The package will also target Russia’s largest bank, Sberbank, which will be excluded from the global banking communications system SWIFT.

After talks yesterday, the European Union warned member states to prepare for a possible complete breakdown in gas supplies from Russia, insisting it would not cede to Moscow’s demand that imports be paid for in rubles.

Germany, Europe’s largest economy, was heavily dependent on Russian gas prior to the war, but European views quickly hardened after the invasion.

EU and French officials said the 27-member bloc was united with Poland and Bulgaria, whose gas supplies were cut last week after they refused to pay in rubles. 

Deadly factory strike

In the early weeks of the invasion, Russian forces encircled Ukraine’s capital Kyiv but they have shifted to the east, including largely Russian-speaking areas, and the south.

In Donetsk, the regional governor said that 10 of the 21 dead today were killed in shelling of the Avdiivka coke plant, one of the largest in Europe.

In the town of Lyman, Ukrainian soldiers told AFP they have rigged with explosives a railway bridge over the Donets river and were waiting for orders to blow it up.

“It’s never easy to destroy one of your own pieces of infrastructure. But between saving a bridge or protecting a city, there’s no question at all,” said one, going by the nom de guerre of “The Engineer”.

Russia’s defence ministry meanwhile said its forces had struck a logistics centre at a military airfield in the region around the Black Sea port of Odessa, used for the delivery of foreign-made weapons.

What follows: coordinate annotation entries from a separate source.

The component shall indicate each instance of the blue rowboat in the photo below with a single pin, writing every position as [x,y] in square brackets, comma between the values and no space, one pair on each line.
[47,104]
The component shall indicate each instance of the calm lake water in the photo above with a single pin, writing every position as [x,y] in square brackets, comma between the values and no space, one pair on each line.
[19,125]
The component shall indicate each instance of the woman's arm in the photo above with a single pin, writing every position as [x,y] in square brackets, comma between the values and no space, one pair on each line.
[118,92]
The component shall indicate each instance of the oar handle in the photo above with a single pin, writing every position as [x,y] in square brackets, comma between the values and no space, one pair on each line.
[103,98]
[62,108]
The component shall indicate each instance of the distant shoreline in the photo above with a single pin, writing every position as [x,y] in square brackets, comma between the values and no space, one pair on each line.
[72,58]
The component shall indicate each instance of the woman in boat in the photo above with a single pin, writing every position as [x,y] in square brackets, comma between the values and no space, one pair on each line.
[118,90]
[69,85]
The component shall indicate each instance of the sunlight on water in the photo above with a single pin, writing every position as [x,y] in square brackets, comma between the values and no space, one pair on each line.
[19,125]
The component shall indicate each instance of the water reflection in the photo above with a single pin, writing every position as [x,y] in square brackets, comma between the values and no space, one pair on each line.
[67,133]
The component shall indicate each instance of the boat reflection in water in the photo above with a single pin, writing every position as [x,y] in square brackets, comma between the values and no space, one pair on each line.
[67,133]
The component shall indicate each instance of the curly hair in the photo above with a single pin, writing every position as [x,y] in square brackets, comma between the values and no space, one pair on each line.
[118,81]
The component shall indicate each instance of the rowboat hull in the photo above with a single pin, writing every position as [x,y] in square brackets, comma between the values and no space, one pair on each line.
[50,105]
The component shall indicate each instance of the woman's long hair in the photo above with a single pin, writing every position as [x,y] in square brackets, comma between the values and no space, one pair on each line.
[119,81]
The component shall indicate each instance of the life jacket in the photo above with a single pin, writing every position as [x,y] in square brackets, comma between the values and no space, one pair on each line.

Storage facilities containing Turkey’s Bayraktar drones as well as missiles and ammunition from the United States and Europe have been destroyed, it said.

A rocket strike also knocked out power in part of Lviv, the western city near Poland that has turned into a haven due to its comparative calm, Mayor Andriy Sadovy said on Twitter.

Ukrainian prosecutors say they have pinpointed more than 8,000 war crimes carried out by Russian troops and are investigating 10 Russian soldiers for suspected atrocities in the town of Bucha, near Kyiv.

But in a phone call with French President Emmanuel Macron today, Putin accused Ukrainian forces of committing war crimes and claimed the EU was “ignoring” them, according to the Kremlin.

The United States warned on Monday that Moscow was preparing imminently to annex the eastern regions of Lugansk and Donetsk, planning to “engineer referenda” to join Russia sometime in mid-May.

Pro-Russian separatists in the two regions declared independence in 2014, but Moscow has so far stopped short of formally incorporating them as it did that year with the Crimean peninsula.